Cousin Cate arrived this morning in a whirl of clouds and wind. My family tends to arrive unannounced and always with gifts. Cate arrived with a basket of delicious cheeses and some fascinating creatures she found in the Netherlands. (Once they’ve been categorized and observed, they shall be viewable in the Vivarium.)
Silas put out a delicious spread, including the cheeses brought by Cate, and she regaled us with tales of her latest travels and why the citizens of The Hague not-so-subtly requested Cate to vacate their city. This brings us to today’s word.
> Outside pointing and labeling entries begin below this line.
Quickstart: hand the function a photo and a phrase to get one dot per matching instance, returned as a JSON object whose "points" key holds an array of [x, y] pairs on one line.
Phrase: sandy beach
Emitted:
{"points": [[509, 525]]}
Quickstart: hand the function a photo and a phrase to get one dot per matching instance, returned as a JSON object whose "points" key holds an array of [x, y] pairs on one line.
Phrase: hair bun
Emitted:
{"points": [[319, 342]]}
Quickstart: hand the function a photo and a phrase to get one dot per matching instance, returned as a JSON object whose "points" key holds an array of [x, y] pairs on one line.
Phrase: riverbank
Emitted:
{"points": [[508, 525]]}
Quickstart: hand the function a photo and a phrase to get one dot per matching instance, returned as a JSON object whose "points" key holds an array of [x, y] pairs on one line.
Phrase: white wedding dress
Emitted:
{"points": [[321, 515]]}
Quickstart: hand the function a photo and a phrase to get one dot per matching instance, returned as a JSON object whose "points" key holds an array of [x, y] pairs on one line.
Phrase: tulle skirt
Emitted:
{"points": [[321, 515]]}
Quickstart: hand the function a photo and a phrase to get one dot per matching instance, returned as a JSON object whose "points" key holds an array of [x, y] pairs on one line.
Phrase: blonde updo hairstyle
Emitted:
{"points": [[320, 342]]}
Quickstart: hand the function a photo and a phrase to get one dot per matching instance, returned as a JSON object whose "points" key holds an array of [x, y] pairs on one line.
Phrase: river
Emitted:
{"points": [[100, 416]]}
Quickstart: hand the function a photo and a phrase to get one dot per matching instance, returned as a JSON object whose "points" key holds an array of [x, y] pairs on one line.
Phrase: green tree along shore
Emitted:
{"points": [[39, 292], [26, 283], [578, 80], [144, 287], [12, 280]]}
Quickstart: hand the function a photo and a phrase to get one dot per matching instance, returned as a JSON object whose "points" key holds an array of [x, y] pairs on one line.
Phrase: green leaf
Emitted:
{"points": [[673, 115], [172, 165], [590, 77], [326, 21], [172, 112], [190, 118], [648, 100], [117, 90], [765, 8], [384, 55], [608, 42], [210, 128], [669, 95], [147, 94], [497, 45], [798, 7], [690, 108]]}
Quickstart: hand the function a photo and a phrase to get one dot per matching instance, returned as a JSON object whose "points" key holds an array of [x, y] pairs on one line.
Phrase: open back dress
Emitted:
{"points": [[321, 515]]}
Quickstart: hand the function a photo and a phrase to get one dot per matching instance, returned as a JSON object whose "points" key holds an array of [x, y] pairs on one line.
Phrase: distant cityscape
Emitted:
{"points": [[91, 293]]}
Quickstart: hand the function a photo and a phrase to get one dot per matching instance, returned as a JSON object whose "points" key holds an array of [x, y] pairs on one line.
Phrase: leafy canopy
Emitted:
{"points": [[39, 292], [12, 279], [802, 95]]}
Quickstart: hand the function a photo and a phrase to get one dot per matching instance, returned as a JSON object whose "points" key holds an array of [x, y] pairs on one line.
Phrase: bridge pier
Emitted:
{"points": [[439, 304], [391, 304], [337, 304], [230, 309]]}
Tyromancy (noun) is a form of divination based on the observation of cheeses, especially as it coagulates. It is derived from the Greek tūros for cheese and manteia for divination.
In the Middle Ages, the shape, number of holes, and patterns of mold were often used to foretell money, love, and death.
And, according to the website occultopedia.com, in some villages, young ladies would divine the names of their future husbands by writing the names of prospective suitors on pieces of cheese. The one whose piece of cheese grew mold first was deemed the true love match for the maiden.
Fool proof, right?
Cousin Cate has never hidden her divination talents, and it seems that many people in modern society find this upsetting. The Hague is not the first town she’s been run out of, and it won’t be the last.
And I don’t need a piece of cheese to know that.